There are many tidbits you can drop into party conversation if you wanted to (Elvis died of constipation, for example). Roach is many things, and thorough is definitely one of them. She watches (though does not partake in) fecal transplants while at the other end of the spectrum, she tries out to be an olive oil taster, which involves consuming and rating WAY too much of the stuff. That’s another huge plus in Roach’s favour. She isn’t afraid to get her hands dirty. Having read the book, I have no doubt that if she became ill with something that could be cured with a transplant of someone else’s liquidised poop, she’d not even blink.

If you have any kind of interest in the human body and its various functions, you should definitely read this. And if you haven’t, you should read it anyway. Roach is a warm writer and a good laugh. You’ll enjoy your time with her. To quote Joey Tribbiani, you’ll be lovin’ and learnin’ at the same time.

Cannonball Read 6, Book 55: Revival by Stephen King

19196719Yes, I know I know. I should just re-title my blog “I Read A Lot of Stephen King”. But he’s been my go-to author for nearly thirty years and given that he had a brush with death fifteen years ago now and toyed with retiring twelve years ago, so any new book from him is a cause for me to skip about and click my heels. That this is his second book of the year and there is another on the horizon already for next year, well, hallelujah. And I have said over and over again that a really satisfying ending is the one thing that eludes his work more often than not, so the jacket copy promising that Revival has “the most terrifying conclusion King has ever written” inspires excitement and nervousness from me, in roughly equal measure.

Our hero is Jamie Morton, a vaguely successful musician and an incredibly successful heroin addict (no surprise there). Casting a shadow over his entire life is Reverend Jacobs. When Jamie is a young boy, the Jacobs family move in down the road and the Rev has a profound effect on Jamie and his family. Rev Jacobs is obsessed with electricity and experimenting with its restorative uses. Everything is ticking along nicely until a tragedy strikes the Reverend and he then ends up being fired from his job after giving what comes to be known as “The Terrible Sermon” (and it’s one of the most brilliantly awful parts of the book when it happens).

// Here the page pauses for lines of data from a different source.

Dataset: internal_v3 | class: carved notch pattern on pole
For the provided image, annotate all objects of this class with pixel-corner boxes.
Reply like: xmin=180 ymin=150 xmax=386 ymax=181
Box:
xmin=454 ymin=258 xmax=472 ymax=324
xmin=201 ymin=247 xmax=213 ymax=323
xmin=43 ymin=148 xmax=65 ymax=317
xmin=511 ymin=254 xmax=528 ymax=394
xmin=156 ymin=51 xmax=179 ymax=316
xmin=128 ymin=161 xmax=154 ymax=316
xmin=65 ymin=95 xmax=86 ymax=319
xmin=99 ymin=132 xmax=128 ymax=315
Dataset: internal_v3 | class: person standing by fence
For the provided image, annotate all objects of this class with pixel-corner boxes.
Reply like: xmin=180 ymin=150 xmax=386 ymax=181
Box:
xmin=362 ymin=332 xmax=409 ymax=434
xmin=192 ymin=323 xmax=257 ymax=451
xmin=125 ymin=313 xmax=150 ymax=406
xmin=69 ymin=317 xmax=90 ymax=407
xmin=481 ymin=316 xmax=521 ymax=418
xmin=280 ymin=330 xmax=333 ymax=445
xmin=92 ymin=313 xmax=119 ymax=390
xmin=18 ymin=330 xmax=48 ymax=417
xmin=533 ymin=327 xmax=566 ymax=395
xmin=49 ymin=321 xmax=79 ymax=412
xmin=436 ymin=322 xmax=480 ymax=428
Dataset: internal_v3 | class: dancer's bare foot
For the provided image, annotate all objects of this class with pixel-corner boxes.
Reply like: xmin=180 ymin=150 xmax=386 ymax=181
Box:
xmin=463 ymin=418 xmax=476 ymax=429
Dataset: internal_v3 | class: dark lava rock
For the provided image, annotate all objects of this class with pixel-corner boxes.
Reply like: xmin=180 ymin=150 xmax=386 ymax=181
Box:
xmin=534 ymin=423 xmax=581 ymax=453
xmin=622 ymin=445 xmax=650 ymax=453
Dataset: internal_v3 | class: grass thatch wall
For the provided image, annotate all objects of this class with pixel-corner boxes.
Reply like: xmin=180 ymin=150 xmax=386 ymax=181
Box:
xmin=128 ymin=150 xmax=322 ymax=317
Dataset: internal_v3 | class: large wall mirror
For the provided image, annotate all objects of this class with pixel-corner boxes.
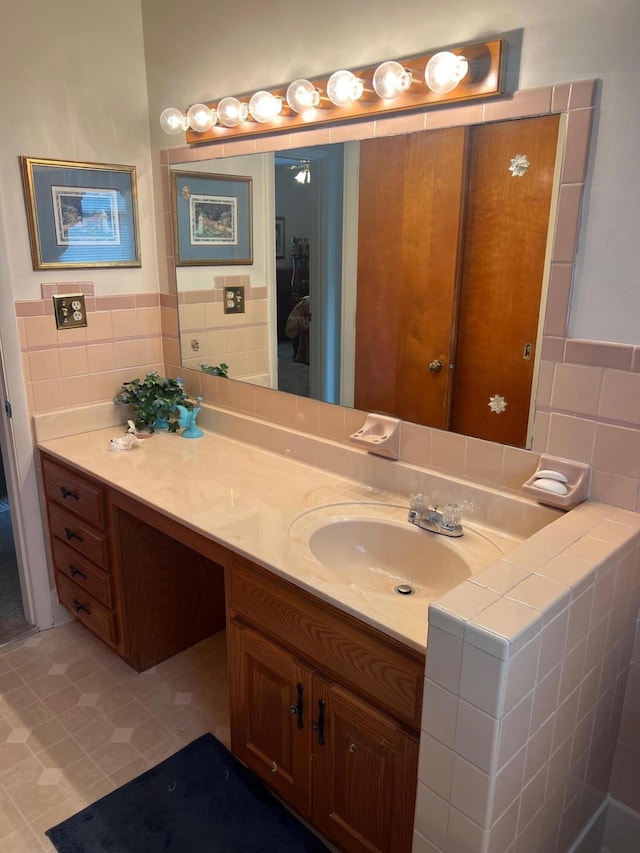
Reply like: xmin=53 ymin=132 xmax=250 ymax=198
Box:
xmin=171 ymin=107 xmax=564 ymax=447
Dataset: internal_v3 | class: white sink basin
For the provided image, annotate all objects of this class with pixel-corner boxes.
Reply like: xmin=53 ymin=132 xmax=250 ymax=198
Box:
xmin=289 ymin=503 xmax=517 ymax=600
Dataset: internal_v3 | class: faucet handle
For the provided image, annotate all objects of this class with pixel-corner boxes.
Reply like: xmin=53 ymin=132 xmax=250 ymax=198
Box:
xmin=409 ymin=492 xmax=429 ymax=512
xmin=442 ymin=504 xmax=462 ymax=530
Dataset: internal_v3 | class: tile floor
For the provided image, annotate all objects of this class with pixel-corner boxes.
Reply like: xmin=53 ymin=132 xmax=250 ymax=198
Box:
xmin=0 ymin=622 xmax=229 ymax=853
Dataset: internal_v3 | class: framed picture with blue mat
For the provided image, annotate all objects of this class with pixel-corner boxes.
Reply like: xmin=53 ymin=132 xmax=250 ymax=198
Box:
xmin=46 ymin=734 xmax=329 ymax=853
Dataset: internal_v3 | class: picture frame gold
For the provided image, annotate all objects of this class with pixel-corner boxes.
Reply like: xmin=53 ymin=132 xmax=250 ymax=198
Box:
xmin=20 ymin=156 xmax=141 ymax=270
xmin=171 ymin=171 xmax=253 ymax=266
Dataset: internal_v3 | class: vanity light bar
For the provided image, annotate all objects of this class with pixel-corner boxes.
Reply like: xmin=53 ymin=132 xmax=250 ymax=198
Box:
xmin=160 ymin=39 xmax=504 ymax=145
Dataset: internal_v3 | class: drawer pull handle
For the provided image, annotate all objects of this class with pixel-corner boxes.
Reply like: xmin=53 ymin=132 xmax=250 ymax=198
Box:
xmin=69 ymin=563 xmax=87 ymax=581
xmin=64 ymin=527 xmax=84 ymax=542
xmin=311 ymin=699 xmax=326 ymax=746
xmin=289 ymin=682 xmax=304 ymax=729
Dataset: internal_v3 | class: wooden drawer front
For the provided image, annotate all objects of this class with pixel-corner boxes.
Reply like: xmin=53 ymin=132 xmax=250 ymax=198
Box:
xmin=227 ymin=559 xmax=424 ymax=731
xmin=49 ymin=504 xmax=109 ymax=569
xmin=51 ymin=539 xmax=113 ymax=607
xmin=56 ymin=572 xmax=118 ymax=645
xmin=42 ymin=457 xmax=105 ymax=527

The Reverend vanishes but re-appears at key moments of Jamie’s life, having re-invented himself as a carny show healer who would make Jim Bakker look restrained and unimaginative. His experiments with electricity sees him performing real healings, with some fake ones thrown in for show. He has harnessed electricity to cure things conventional medicine cannot. He cures Jamie of his heroin addiction, for starters. There are side effects though, unpleasant ones and never will the banality of the phrase “something happened” seem so gruesome.

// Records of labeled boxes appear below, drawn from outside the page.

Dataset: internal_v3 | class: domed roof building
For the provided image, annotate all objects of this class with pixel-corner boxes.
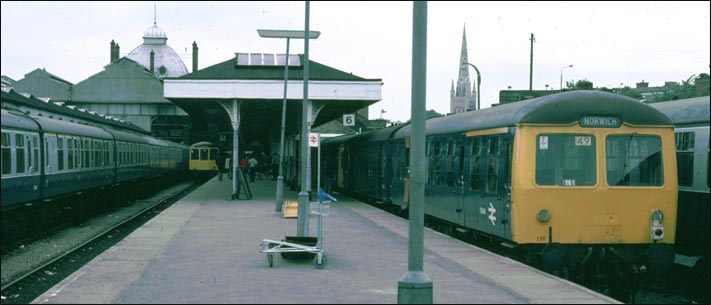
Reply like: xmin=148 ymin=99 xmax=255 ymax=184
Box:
xmin=126 ymin=21 xmax=188 ymax=79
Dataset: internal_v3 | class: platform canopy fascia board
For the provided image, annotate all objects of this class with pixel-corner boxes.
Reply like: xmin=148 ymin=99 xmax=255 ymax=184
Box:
xmin=163 ymin=79 xmax=383 ymax=101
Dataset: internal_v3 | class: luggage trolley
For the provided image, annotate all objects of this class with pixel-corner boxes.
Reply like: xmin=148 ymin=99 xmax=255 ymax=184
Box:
xmin=259 ymin=188 xmax=338 ymax=269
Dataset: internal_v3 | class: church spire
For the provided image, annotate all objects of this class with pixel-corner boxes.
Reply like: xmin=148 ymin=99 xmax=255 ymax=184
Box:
xmin=457 ymin=24 xmax=469 ymax=86
xmin=450 ymin=24 xmax=476 ymax=113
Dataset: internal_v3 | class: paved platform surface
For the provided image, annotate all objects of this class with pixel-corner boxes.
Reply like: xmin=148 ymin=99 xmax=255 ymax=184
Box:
xmin=33 ymin=177 xmax=620 ymax=304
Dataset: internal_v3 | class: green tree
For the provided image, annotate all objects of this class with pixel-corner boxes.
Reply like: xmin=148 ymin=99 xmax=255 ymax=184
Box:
xmin=652 ymin=74 xmax=708 ymax=103
xmin=617 ymin=86 xmax=642 ymax=100
xmin=425 ymin=109 xmax=444 ymax=119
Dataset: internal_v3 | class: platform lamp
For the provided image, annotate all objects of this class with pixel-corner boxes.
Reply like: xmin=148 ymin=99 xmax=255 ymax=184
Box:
xmin=560 ymin=65 xmax=573 ymax=92
xmin=257 ymin=30 xmax=321 ymax=212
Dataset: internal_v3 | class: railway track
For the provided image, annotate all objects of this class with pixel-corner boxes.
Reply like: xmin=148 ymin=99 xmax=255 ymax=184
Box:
xmin=1 ymin=181 xmax=204 ymax=304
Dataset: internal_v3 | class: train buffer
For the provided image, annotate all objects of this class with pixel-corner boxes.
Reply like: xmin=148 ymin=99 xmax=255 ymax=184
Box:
xmin=259 ymin=189 xmax=338 ymax=269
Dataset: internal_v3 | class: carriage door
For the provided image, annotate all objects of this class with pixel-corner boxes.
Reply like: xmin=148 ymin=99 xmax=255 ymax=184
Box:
xmin=453 ymin=134 xmax=469 ymax=227
xmin=479 ymin=134 xmax=510 ymax=237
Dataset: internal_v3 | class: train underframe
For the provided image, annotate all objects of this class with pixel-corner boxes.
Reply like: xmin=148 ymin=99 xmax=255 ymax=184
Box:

As they both grow older, Jacobs obsession with electricity grows exponentially, his grip on sanity loosens and his claws sink ever deeper into Jamie’s life as we head towards the apparently terrifying conclusion. And I am going to give nothing further away about the story or its conclusion than that. Whether or not you find it terrifying is up to you, but what I will say is that it seems King has found his showdown mojo. His latest two or three works have all had final chapters which range from chilling to heartbreaking, but are all richly satisfying. And this is most definitely satisfying. And after the grand finale, there’s an epilogue to really hammer things home. Up until the final portion, when King goes full on Frankenstein’s Monster, this is an intriguing and well crafted novel. Thereafter, it’s a demonstration of how lame American Horror Story really is and an abject lesson in how reading something can scare you into sleeping with the lights on.